My Neighbor, My Enemy

My Neighbor, My Enemy

I’ve been struggling (remember, Christian word for failure) with rage this week, not over politics and the state of the world, not over some kind of global injustice, not even about the genocide of people around the world, but over our poor wretched Puppy, Posie.

Poor Posie. First of all, we have humiliated him by giving him a froufrou name. Second of all, we have required him to transfer his loo affections to the great outdoors. Third, we haven’t allowed him to bark and growl at children (and who among us doesn’t want to do that) and finally, we have kept him tethered, except for well regulated play, to one person or another all day and night. Just now, having had a chance to be outside in the frigid dawn, he is sleeping under the blanket with his nose buried into my ample bosom, hopefully dreaming of holiness and righteousness for all his days. Gosh he’s cute when he’s asleep.

The thing is, we want him to just be good without the work of making him so. We don’t really want to devote our lives to imposing consistency and order on his every thought and action. He is not very different from a young child who, for sanity’s sake, it is easier to just let be. Maybe the child will be fine. I’m just going to let the child be. But when you just let the child go where he likes, or do what she wants, you end up with a variety of different sadnesses.

A child who isn’t held under the fire of consistency–having to immediately obey, having to forgive and seek forgiveness, having to tell the truth, having to speak respectfully and kindly, having to swallow down even a just argument to answer in the proper tone–ultimately, that child isn’t a happy child.
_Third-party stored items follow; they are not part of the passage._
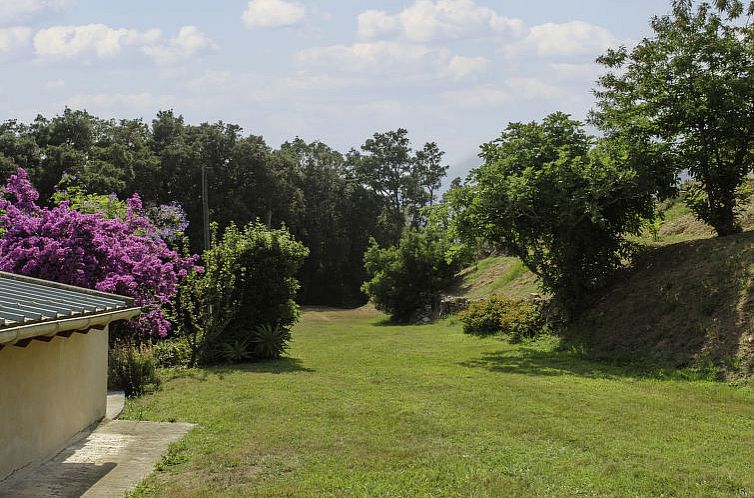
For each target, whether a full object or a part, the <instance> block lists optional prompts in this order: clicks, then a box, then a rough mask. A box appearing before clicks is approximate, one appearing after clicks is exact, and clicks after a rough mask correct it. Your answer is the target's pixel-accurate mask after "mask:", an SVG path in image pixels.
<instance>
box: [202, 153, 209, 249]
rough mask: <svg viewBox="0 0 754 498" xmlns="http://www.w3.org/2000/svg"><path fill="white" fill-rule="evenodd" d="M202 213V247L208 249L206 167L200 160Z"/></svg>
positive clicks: (206, 182) (208, 240)
mask: <svg viewBox="0 0 754 498" xmlns="http://www.w3.org/2000/svg"><path fill="white" fill-rule="evenodd" d="M202 214H203V215H204V249H205V250H208V249H209V197H208V195H207V168H206V167H205V166H204V163H203V162H202Z"/></svg>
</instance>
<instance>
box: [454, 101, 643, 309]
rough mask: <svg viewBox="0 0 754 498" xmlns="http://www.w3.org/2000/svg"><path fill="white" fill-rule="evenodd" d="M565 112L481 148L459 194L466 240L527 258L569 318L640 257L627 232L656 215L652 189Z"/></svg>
mask: <svg viewBox="0 0 754 498" xmlns="http://www.w3.org/2000/svg"><path fill="white" fill-rule="evenodd" d="M593 142H594V140H593V139H592V138H590V137H588V136H587V135H586V134H585V133H584V131H583V129H582V125H581V123H579V122H577V121H573V120H571V119H569V117H568V116H567V115H565V114H562V113H555V114H551V115H550V116H547V117H546V118H545V119H544V121H543V122H542V123H541V124H539V123H534V122H533V123H528V124H522V123H511V124H509V125H508V128H507V129H506V130H505V131H504V132H503V133H502V135H501V137H500V138H498V139H497V140H494V141H492V142H490V143H487V144H485V145H483V146H482V158H483V159H484V164H483V165H482V166H481V167H479V168H477V169H476V170H473V171H472V172H471V174H470V177H469V178H470V180H469V183H468V184H467V185H466V186H465V188H463V189H459V191H458V192H457V193H456V194H455V195H454V197H453V200H452V202H453V203H455V204H456V206H458V210H459V215H458V217H457V221H456V223H457V225H458V228H459V231H460V233H462V234H465V236H466V237H467V238H469V239H471V240H473V239H475V238H477V237H481V238H483V239H485V240H487V241H489V242H490V243H492V244H493V245H495V246H497V247H499V248H502V249H503V250H504V251H505V252H507V253H508V254H511V255H514V256H516V257H518V258H519V259H521V261H522V262H523V263H524V264H525V265H526V267H527V268H528V269H529V270H530V271H531V272H532V273H534V274H535V275H537V276H538V277H539V278H540V280H541V284H542V287H543V288H544V290H545V291H547V292H549V293H552V294H553V296H554V298H555V299H556V300H557V301H558V302H559V303H560V305H561V307H562V309H563V310H564V312H565V314H566V316H565V317H564V318H569V317H570V316H571V315H577V314H578V313H579V312H580V311H581V310H582V309H583V307H584V306H585V303H586V300H587V298H588V296H589V295H590V294H591V293H593V292H594V291H596V290H597V289H600V288H601V287H603V286H604V285H605V283H606V282H607V281H608V280H609V278H610V277H611V276H612V275H613V273H614V272H615V271H616V270H617V269H618V268H620V267H622V264H623V261H624V260H625V259H627V258H629V257H630V256H631V255H632V251H633V245H632V244H631V243H630V242H628V241H627V240H626V238H625V236H626V234H638V233H640V232H641V228H642V224H643V222H644V220H645V219H651V218H653V217H654V199H653V196H652V192H653V191H652V189H650V188H648V187H647V185H646V184H645V182H644V178H643V176H642V173H641V172H640V171H637V170H635V169H633V168H632V167H631V165H630V164H627V163H625V162H623V161H622V160H621V157H622V156H621V152H622V151H621V150H619V149H616V148H614V144H612V143H609V142H600V143H598V144H597V145H596V146H593Z"/></svg>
The child for whom this hard work isn’t undertaken ends up feeling rage and causing rage in others. It is painstaking, the rearing of the child. It means constantly setting aside your own plans and desires to be there and do what needs to be done. You would rather lie back and read a book, but meanwhile, little Eglantine is practicing deceit and the puppy needs the loo. If you don’t leap up to attend to the matter, you are acting in hatred towards both of them, no matter what you feel about it.

This is swirling all around in my tired mind because the sermon this last Sunday was all about having to love my neighbor, and who is my neighbor? I don’t want to know who my neighbor is. I want my neighbor, all six of them, to leave me alone so I can stare out the window. Loving my neighbor means constantly setting aside myself so that they can lead orderly, disciplined lives and grow up to be happy, kind, interesting people.

This being so, the basis of this neighborly love has to be forgiveness. It’s pretty easy for me to tilt slightly off course and frame up the picture around myself. Here I am, I’m the center, and all these people, and this puppy, are real bothersome to me. I want, Nay! Need to do some very important things. I want, which is practically the same thing as requiring, certain elements in my day to make everything ok. And all these other people are ruining it. If only they would leave me alone so that I can get going on the things I not only want to do, but should do to achieve peace and happiness.

When I go there, into that frame, I have sinned against my neighbor. But I have made it look to myself as if my neighbor is sinning against me. I am owed a certain something, and they didn’t deliver it, and so now I am justified in whatever I want to do. When actually, I wasn’t owed, I am not justified, and my true task is to go over there and be on their terms and do what is required for their happiness.

So, the forgiveness has to be given, even when it isn’t really owed. It’s not like little Eglantine sinned against me, in her deceit. She sinned against God. But she made me mad because I had to deal with it. So I had to forgive her for ruining my lunch prep. And Matt wasn’t out to get me, when he had to go to work for hundreds of hours yesterday, and we didn’t get to say hello or goodbye. He didn’t sin against me. But I forgave him anyway, because I had appropriated to myself irritation that he had such a long day. And Elphine isn’t trying to destroy my happiness, by having a long chapter test, for which I have to sit next to her and hold her metaphorical hand. Not literal, obviously, as she needs it to write with. I have like six thousand things I’d rather do. So I forgave her.

And finally, having seen that no offense was really caused, and that it is my selfishness that is the problem, I have to be willing to forgive myself for being imperfect and for sinning. Certainly it is up to God to forgive me. But I also have to let myself off the hook and just go on, and not sit and die on the hill of not being Jesus. That part is actually the hardest. I want to be perfect, dammit. I don’t want to need to be saved. I don’t ever want to be in the pit. I don’t ever want other people to be in the place of having to forgive me.

That’s why the cross is really so hard. It’s not the ‘God so loved the world’ part. Everyone believes that God does, or at least should, love them. It’s the ‘gave his only Son to die’ that is so offensive. It’s the kind of love, the love that lays down his life, the fact that you needed that kind of love. You didn’t need the mug of tea and a kindly chat love, you needed the love that leapt up and died, because you hadn’t just done something foolish, you were dying in sin. It’s not God being neighborly, it’s you being the enemy of God, and him deciding to forgive your actual offense, and dying to make that possible.

Who is my neighbor? Well, the one I have decided is really my enemy. The one against whom I have taken offense. The one who has violated my plans and will. That one is my neighbor.